В пятницу мы получили в школе сертификаты о прохождении двухнедельных языковых курсов и отправились в Музей Орсэ — смотреть произведения художников конца XIX — начала XX века. Этот музей находился в здании старинного вокзала — и изысканные вокзальные часы до сих пор висели под его сводами. Больше всего мне понравилась скульптура белого медведя: не знаю уж, что хотел сказать автор и какого течения в искусстве он придерживался, но зверь вышел ужасно обаятельным. Гладкий, блестящий, он выглядел так, словно вырублен не из камня, а из сахарной глазури.

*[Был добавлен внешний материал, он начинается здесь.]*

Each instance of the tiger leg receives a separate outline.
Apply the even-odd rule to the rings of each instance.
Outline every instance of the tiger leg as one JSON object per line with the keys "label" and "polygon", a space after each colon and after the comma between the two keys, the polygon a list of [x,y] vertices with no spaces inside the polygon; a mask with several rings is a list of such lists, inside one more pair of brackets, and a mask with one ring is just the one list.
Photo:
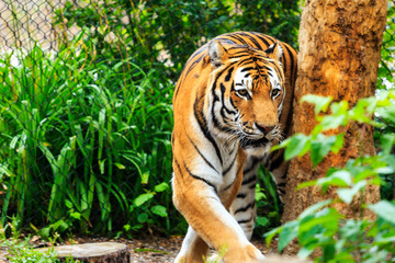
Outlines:
{"label": "tiger leg", "polygon": [[203,256],[208,252],[208,245],[191,228],[188,228],[185,238],[182,241],[181,250],[176,256],[174,262],[203,262]]}
{"label": "tiger leg", "polygon": [[[185,185],[182,178],[174,176],[173,202],[176,207],[185,217],[190,228],[207,244],[216,251],[225,251],[224,262],[262,262],[264,256],[248,241],[241,227],[227,211],[221,199],[233,201],[228,196],[219,198],[214,188],[203,181],[194,181]],[[190,231],[182,247],[176,262],[203,262],[206,244],[204,245],[193,231]]]}
{"label": "tiger leg", "polygon": [[241,187],[230,206],[230,214],[242,228],[248,240],[252,237],[256,213],[256,183],[260,159],[247,157]]}

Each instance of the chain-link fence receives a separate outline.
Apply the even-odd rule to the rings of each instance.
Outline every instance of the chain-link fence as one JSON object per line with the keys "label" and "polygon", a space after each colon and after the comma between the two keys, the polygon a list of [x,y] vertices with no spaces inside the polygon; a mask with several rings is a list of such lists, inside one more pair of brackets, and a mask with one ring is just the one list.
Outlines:
{"label": "chain-link fence", "polygon": [[[170,190],[171,95],[183,64],[237,30],[296,47],[300,9],[287,0],[1,0],[1,225],[16,219],[44,236],[184,229]],[[394,23],[384,85],[394,78]]]}

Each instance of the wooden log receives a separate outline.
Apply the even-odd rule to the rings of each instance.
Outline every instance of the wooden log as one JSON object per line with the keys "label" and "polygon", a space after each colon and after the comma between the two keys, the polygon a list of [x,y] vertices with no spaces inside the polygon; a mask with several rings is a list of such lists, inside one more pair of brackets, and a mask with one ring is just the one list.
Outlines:
{"label": "wooden log", "polygon": [[84,243],[84,244],[70,244],[58,245],[54,248],[36,249],[40,252],[47,252],[54,249],[57,258],[60,261],[72,258],[81,262],[88,263],[129,263],[131,252],[126,244],[116,242],[102,242],[102,243]]}

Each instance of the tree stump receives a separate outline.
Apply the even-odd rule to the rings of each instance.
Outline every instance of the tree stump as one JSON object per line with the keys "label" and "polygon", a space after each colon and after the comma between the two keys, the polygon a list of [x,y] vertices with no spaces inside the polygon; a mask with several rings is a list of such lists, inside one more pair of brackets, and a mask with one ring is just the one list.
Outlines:
{"label": "tree stump", "polygon": [[116,242],[84,243],[71,245],[58,245],[54,248],[36,249],[40,252],[47,252],[54,249],[60,261],[72,258],[88,263],[128,263],[131,262],[131,252],[126,244]]}

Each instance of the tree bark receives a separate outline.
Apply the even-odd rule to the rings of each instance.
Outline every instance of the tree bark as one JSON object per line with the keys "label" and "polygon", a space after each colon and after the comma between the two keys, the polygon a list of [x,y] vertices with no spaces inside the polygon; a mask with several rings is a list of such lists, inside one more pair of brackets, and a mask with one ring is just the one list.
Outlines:
{"label": "tree bark", "polygon": [[[300,28],[298,72],[294,101],[294,132],[309,134],[316,122],[312,104],[300,103],[305,94],[331,95],[353,106],[375,92],[387,0],[306,0]],[[374,155],[373,127],[351,123],[330,132],[345,134],[345,147],[330,153],[315,169],[306,155],[291,161],[283,221],[293,220],[308,206],[334,198],[336,190],[325,195],[312,187],[296,191],[302,182],[325,176],[331,167],[343,167],[349,159]],[[380,199],[379,186],[364,191],[364,202]],[[347,217],[356,215],[358,202],[336,208]],[[371,218],[373,215],[365,215]]]}
{"label": "tree bark", "polygon": [[131,252],[126,244],[116,242],[102,242],[102,243],[84,243],[84,244],[70,244],[58,245],[54,248],[36,249],[40,252],[47,252],[54,250],[57,258],[64,262],[72,258],[80,262],[88,263],[128,263],[131,262]]}

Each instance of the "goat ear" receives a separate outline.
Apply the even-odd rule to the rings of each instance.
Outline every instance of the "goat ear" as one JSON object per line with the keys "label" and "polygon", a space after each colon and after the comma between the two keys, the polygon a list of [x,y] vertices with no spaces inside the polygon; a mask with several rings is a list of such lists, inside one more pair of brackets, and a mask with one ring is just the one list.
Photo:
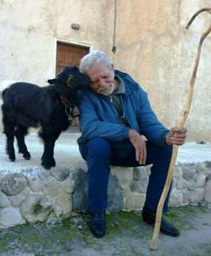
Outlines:
{"label": "goat ear", "polygon": [[48,79],[48,83],[49,84],[55,84],[57,83],[57,79],[54,78],[54,79]]}

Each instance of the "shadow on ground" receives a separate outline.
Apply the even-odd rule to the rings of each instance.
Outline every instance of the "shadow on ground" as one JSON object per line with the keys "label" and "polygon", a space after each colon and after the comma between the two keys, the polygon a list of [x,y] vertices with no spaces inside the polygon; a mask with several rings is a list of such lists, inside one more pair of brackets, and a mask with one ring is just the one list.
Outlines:
{"label": "shadow on ground", "polygon": [[154,229],[144,224],[140,212],[121,212],[107,216],[107,234],[101,239],[90,234],[87,215],[1,230],[0,255],[211,255],[211,209],[174,207],[166,216],[180,229],[180,235],[160,234],[154,252],[149,249]]}

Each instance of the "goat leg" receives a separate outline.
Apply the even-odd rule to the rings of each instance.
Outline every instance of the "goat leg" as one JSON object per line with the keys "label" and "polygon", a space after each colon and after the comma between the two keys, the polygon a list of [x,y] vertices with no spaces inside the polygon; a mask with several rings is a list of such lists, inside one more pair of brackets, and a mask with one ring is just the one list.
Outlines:
{"label": "goat leg", "polygon": [[48,134],[45,131],[42,131],[39,135],[44,143],[44,151],[41,156],[41,165],[48,170],[56,166],[56,161],[54,159],[54,146],[56,140],[60,135],[60,132],[53,133],[52,135],[52,133]]}
{"label": "goat leg", "polygon": [[19,153],[22,154],[22,156],[26,160],[31,159],[30,152],[27,149],[24,137],[28,134],[28,128],[25,127],[22,127],[22,125],[18,124],[15,130],[15,137],[17,139]]}

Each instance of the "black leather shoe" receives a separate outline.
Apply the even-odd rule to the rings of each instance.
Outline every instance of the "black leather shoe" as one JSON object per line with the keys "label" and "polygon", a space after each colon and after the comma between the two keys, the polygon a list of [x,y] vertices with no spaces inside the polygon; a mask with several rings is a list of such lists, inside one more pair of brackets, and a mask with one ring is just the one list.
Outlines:
{"label": "black leather shoe", "polygon": [[105,212],[91,215],[90,230],[97,238],[104,236],[106,232]]}
{"label": "black leather shoe", "polygon": [[[152,211],[146,207],[143,207],[142,210],[142,217],[143,220],[151,225],[154,225],[155,222],[155,217],[156,217],[156,212]],[[171,224],[170,224],[163,216],[162,217],[161,220],[161,228],[160,231],[167,235],[171,236],[179,236],[180,235],[180,231]]]}

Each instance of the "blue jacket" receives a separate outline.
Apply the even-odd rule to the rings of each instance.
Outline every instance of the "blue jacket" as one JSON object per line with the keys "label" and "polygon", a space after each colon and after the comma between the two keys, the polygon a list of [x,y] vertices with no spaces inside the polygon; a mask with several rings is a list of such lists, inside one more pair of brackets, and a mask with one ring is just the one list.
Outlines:
{"label": "blue jacket", "polygon": [[[115,70],[126,84],[123,94],[123,108],[130,128],[145,135],[154,145],[165,146],[165,136],[169,132],[154,113],[147,93],[127,74]],[[109,96],[95,93],[92,90],[79,93],[79,122],[82,131],[78,144],[86,143],[100,137],[111,142],[121,142],[128,138],[130,128],[119,121],[117,112]]]}

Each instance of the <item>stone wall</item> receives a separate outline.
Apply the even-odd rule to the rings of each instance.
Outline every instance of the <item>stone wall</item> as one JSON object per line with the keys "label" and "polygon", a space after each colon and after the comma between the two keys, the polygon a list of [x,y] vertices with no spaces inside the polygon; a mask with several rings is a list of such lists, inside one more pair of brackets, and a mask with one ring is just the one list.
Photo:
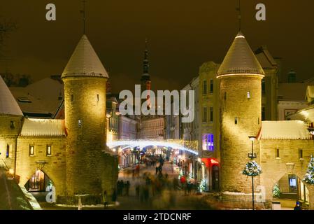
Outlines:
{"label": "stone wall", "polygon": [[[29,146],[34,146],[34,156],[29,155]],[[47,155],[47,146],[51,146],[52,155]],[[56,188],[56,195],[66,193],[65,137],[19,136],[16,174],[20,185],[24,186],[37,169],[43,172]],[[41,164],[38,163],[41,162]],[[43,167],[45,162],[44,166]]]}
{"label": "stone wall", "polygon": [[[3,160],[9,169],[14,169],[17,139],[22,123],[22,116],[0,115],[0,160]],[[8,158],[6,156],[8,146]]]}
{"label": "stone wall", "polygon": [[[230,76],[221,78],[221,188],[222,191],[250,192],[251,180],[242,171],[251,153],[249,136],[257,136],[262,120],[261,76]],[[250,98],[248,97],[248,92]],[[237,118],[237,123],[235,120]],[[259,146],[254,144],[257,154]],[[255,185],[259,178],[255,178]]]}
{"label": "stone wall", "polygon": [[[306,173],[311,155],[313,153],[313,140],[262,139],[260,141],[260,164],[263,171],[261,185],[266,188],[266,200],[272,200],[273,186],[287,174],[294,174],[300,180]],[[277,148],[279,158],[277,158]],[[299,150],[303,150],[300,158]],[[309,190],[310,206],[314,209],[314,190]]]}
{"label": "stone wall", "polygon": [[[64,83],[66,192],[99,195],[106,149],[106,78],[66,78]],[[110,176],[104,178],[110,178]]]}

Суббота стала днем малых музеев. Мы снова погрузились в атмосферу старины, побывав в двух музеях мебели с воссозданными интерьерами прошлых веков, Музее старинной одежды (там были настоящие, ношенные кем-то платья с кринолинами!) и Музее народных ремесел, где освещался исконный быт простого французского народа. Интересно, что во все эти места мы попали по одному и тому же билету — своеобразному «проездному» на музеи. Такие пропуска, рассчитанные на один, три или пять дней, можно было купить в кассах метро.
Наконец настало воскресенье. Наш последний день в Париже. И последний день недели, в течение которой мои мысли постоянно занимал Жан-Батист.

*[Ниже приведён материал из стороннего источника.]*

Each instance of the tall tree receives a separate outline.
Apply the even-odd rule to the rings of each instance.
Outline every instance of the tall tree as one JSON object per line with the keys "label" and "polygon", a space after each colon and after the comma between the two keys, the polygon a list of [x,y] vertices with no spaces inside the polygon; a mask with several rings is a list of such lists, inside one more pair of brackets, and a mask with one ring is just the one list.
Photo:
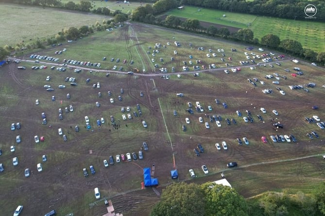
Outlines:
{"label": "tall tree", "polygon": [[248,216],[246,201],[234,188],[213,183],[204,183],[201,188],[205,194],[205,215]]}
{"label": "tall tree", "polygon": [[266,34],[261,39],[261,44],[272,48],[277,48],[280,45],[280,38],[273,34]]}
{"label": "tall tree", "polygon": [[0,60],[5,59],[9,54],[10,54],[9,52],[2,47],[0,47]]}
{"label": "tall tree", "polygon": [[199,185],[174,183],[163,190],[161,200],[153,208],[151,216],[205,215],[204,194]]}

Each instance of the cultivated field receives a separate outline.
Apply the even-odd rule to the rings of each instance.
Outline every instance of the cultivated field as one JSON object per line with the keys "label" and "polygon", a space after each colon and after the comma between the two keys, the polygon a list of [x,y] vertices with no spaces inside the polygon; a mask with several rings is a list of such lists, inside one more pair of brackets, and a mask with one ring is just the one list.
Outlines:
{"label": "cultivated field", "polygon": [[[254,33],[254,37],[260,40],[266,34],[273,33],[281,40],[297,40],[304,48],[317,51],[322,51],[325,49],[324,23],[309,19],[306,21],[285,19],[188,6],[183,10],[172,10],[166,14],[233,27],[249,28]],[[223,15],[226,17],[223,17]]]}
{"label": "cultivated field", "polygon": [[[175,41],[179,41],[181,46],[176,47]],[[166,48],[154,49],[159,52],[153,57],[156,43],[165,45]],[[149,46],[152,47],[150,50]],[[197,48],[201,47],[204,47],[205,50],[199,50]],[[285,188],[306,192],[314,189],[324,179],[325,164],[321,155],[325,153],[325,135],[316,124],[308,123],[304,117],[316,115],[322,120],[325,119],[325,103],[320,100],[324,97],[325,88],[322,87],[325,83],[324,70],[309,64],[295,64],[290,56],[274,60],[265,66],[258,59],[255,59],[254,65],[250,63],[248,66],[240,66],[239,61],[249,61],[244,54],[248,52],[245,50],[246,47],[151,26],[131,24],[33,53],[55,56],[60,58],[59,63],[44,60],[34,63],[35,59],[30,58],[28,54],[19,57],[23,62],[18,65],[13,63],[0,68],[2,76],[0,120],[3,124],[0,126],[2,137],[0,148],[3,154],[0,156],[0,163],[4,165],[5,170],[0,173],[0,206],[6,206],[2,210],[3,215],[12,214],[18,205],[22,204],[24,206],[23,213],[27,215],[42,215],[52,209],[56,209],[58,215],[70,213],[74,215],[103,215],[106,212],[103,200],[96,202],[94,196],[94,188],[98,187],[101,198],[104,196],[112,199],[116,212],[125,216],[148,215],[151,207],[159,198],[150,188],[140,189],[142,169],[151,167],[153,164],[155,165],[154,177],[158,179],[157,189],[160,193],[163,185],[173,182],[170,170],[174,166],[178,171],[179,181],[198,183],[220,179],[220,173],[224,171],[228,181],[245,197],[268,190]],[[67,51],[62,54],[54,54],[64,48]],[[231,48],[236,48],[237,51],[231,52]],[[248,52],[251,59],[254,56],[251,52],[260,55],[270,52],[261,52],[257,48]],[[212,50],[211,53],[216,53],[216,57],[206,56],[209,49]],[[222,52],[218,52],[218,49],[224,49],[225,62],[221,61]],[[177,54],[174,54],[174,50],[177,50]],[[150,54],[147,54],[147,51]],[[211,64],[216,68],[198,71],[200,76],[194,77],[193,73],[196,71],[189,63],[190,55],[193,56],[193,65],[196,66],[195,61],[200,59],[203,63],[197,65],[201,68],[202,65]],[[104,56],[106,61],[102,59]],[[174,58],[174,61],[171,60],[171,57]],[[111,58],[114,58],[114,62],[110,61]],[[160,58],[163,58],[163,62],[160,62]],[[116,62],[117,58],[120,59],[119,63]],[[77,67],[75,65],[69,65],[65,72],[49,69],[53,65],[62,66],[64,59],[101,63],[102,67],[79,66],[83,70],[79,73],[73,72]],[[124,59],[126,64],[123,63]],[[130,64],[131,60],[134,61],[132,65]],[[187,62],[188,71],[183,70],[183,61]],[[275,65],[276,62],[280,66]],[[257,66],[257,63],[260,63],[261,66]],[[160,73],[154,68],[155,63],[159,64],[158,68],[166,67],[168,73]],[[228,67],[225,63],[228,64]],[[31,69],[33,66],[42,65],[49,67]],[[18,65],[26,66],[27,69],[17,70]],[[122,71],[112,70],[115,65],[118,68],[122,66]],[[171,72],[173,66],[175,73]],[[250,69],[251,66],[253,70]],[[292,77],[294,66],[300,67],[304,75]],[[231,72],[231,68],[238,67],[241,67],[239,72]],[[126,72],[134,67],[140,69],[141,72],[126,74]],[[291,71],[285,71],[286,68]],[[226,69],[230,71],[229,74],[223,71]],[[108,72],[110,74],[106,77]],[[274,73],[278,73],[279,77],[285,76],[287,79],[279,78],[280,84],[276,85],[272,83],[276,81],[275,78],[264,78],[267,74],[275,77]],[[181,74],[180,78],[177,77],[178,74]],[[163,76],[167,74],[169,79],[164,79]],[[45,81],[47,76],[51,77],[49,82]],[[68,82],[65,82],[67,77],[76,78],[78,85],[70,86]],[[254,87],[247,81],[253,78],[265,82],[265,84],[256,82],[257,86]],[[87,78],[91,79],[88,83],[86,82]],[[93,88],[93,84],[97,82],[100,83],[100,88]],[[308,88],[308,92],[302,89],[291,90],[288,87],[309,82],[315,83],[316,86]],[[45,84],[51,85],[54,91],[47,92],[43,87]],[[66,87],[59,89],[59,84],[65,84]],[[286,95],[281,95],[276,87],[283,90]],[[120,93],[121,88],[124,89],[123,94]],[[266,88],[272,88],[274,92],[265,94],[262,90]],[[107,95],[108,91],[112,92],[111,97]],[[144,97],[140,96],[140,91]],[[101,98],[98,97],[99,92],[103,95]],[[176,97],[177,93],[184,93],[184,97]],[[66,98],[67,93],[71,95],[69,100]],[[119,95],[122,100],[119,101]],[[52,96],[55,96],[54,101],[51,100]],[[114,99],[113,103],[109,101],[111,98]],[[228,108],[216,104],[215,99],[226,103]],[[36,99],[40,100],[38,105],[35,104]],[[194,105],[197,101],[201,102],[204,112],[198,113],[193,108],[194,114],[188,113],[188,102]],[[96,107],[96,101],[100,102],[100,107]],[[138,114],[137,104],[139,104],[143,113],[141,116],[135,117],[132,114],[133,111]],[[63,120],[59,120],[58,109],[70,104],[73,106],[74,111],[64,112]],[[312,110],[311,106],[315,105],[320,108]],[[211,111],[208,111],[208,105],[211,106]],[[123,120],[121,107],[127,106],[131,107],[133,118]],[[260,107],[264,107],[267,113],[262,113]],[[277,110],[278,116],[272,113],[273,109]],[[174,110],[177,112],[176,116],[173,115]],[[242,116],[236,115],[237,110],[243,115],[245,110],[250,110],[254,122],[244,122]],[[47,115],[46,125],[41,124],[41,113],[43,112]],[[207,130],[204,123],[199,123],[199,117],[203,118],[204,122],[208,122],[208,116],[214,115],[222,117],[221,127],[218,128],[215,122],[210,123],[210,129]],[[261,115],[264,121],[259,121],[257,115]],[[117,126],[111,123],[111,115]],[[89,117],[92,127],[90,130],[85,128],[85,116]],[[96,119],[102,117],[105,122],[99,129]],[[185,122],[186,117],[189,118],[188,124]],[[225,121],[227,117],[235,119],[237,124],[227,125]],[[148,128],[143,128],[141,120],[147,122]],[[284,128],[274,130],[271,120],[273,122],[280,121]],[[11,124],[17,122],[21,122],[21,129],[11,131]],[[187,131],[182,131],[183,124],[186,125]],[[76,125],[80,127],[78,133],[73,130]],[[67,135],[68,141],[64,142],[58,134],[59,128]],[[309,139],[306,134],[312,130],[319,133],[319,138]],[[272,134],[291,133],[296,137],[297,142],[274,143],[270,137]],[[18,134],[21,136],[22,142],[16,144],[15,137]],[[35,144],[35,135],[44,136],[45,141]],[[267,138],[267,144],[261,141],[263,135]],[[236,139],[243,137],[248,138],[249,144],[239,146]],[[227,142],[228,150],[216,149],[215,144],[222,141]],[[137,152],[144,141],[148,144],[149,150],[144,152],[143,160],[104,166],[103,161],[108,159],[109,155]],[[205,152],[198,157],[193,151],[198,143],[202,144],[205,149]],[[12,145],[16,147],[15,152],[10,151]],[[47,155],[48,161],[43,163],[41,157],[44,154]],[[19,164],[14,166],[12,158],[16,156]],[[237,168],[226,167],[226,163],[232,161],[238,163]],[[36,168],[38,163],[43,164],[41,172]],[[91,175],[89,172],[89,176],[85,178],[82,169],[87,167],[89,172],[91,165],[96,173]],[[207,175],[202,170],[203,165],[209,169]],[[24,176],[26,167],[32,171],[27,178]],[[190,168],[193,169],[197,176],[194,179],[190,179],[188,172]]]}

Начиная с понедельника мы переписывались ежедневно. Иногда даже несколько раз в день: я могла выйти на связь перед занятием, на перемене, после занятия и еще потом, если удавалось зайти в интернет-кафе.
Последнее время идея связать свою жизнь с французом уже не казалась мне такой привлекательной, как раньше. Я бы даже сказала, что эта идея полностью ушла в прошлое… если б не познакомилась с Жан-Батистом. Удивительно, насколько хорошо мы понимали друг друга! Он разделял мои взгляды на многие вещи, любил те же фильмы и те же книги, что нравились мне… Конечно, мы говорили в основном не о русских авторах, а об англоязычных, но имена Достоевского и Толстого моему другу тоже были известны. Вообще, одним из качеств, сразу расположивших меня к Жан-Батисту, стала его образованность: о России он знал на порядок больше, чем те французы, с кем я встречалась, мог поддержать разговор хоть о физике, хоть об истории, да и писал исключительно грамотно: если письма моих прежних «кавалеров» нередко были составлены кое-как, без диакретических знаков[11], с жаргонными выражениями, то Жан-Батист был всегда очень литературен. Его письма читались легко и приятно, без словаря. Он не был слащавым, не рассыпался глупыми комплиментами, как Адам, не подсовывал мне своих сочинений, чтобы польстить, как Фабьен, не строил из себя экскурсовода или учителя, как Антошка. Жан-Батист с самого начала стал моим другом — таким другом, с которым можно говорить о чем угодно. Несмотря на все мои знания о различиях национальных характеров, чужом менталитете, стереотипах и предрассудках, между нами появилось настоящее духовное родство. И знаете что? Как ни банально это звучит, но мне показалось, будто я знаю этого парня всю жизнь.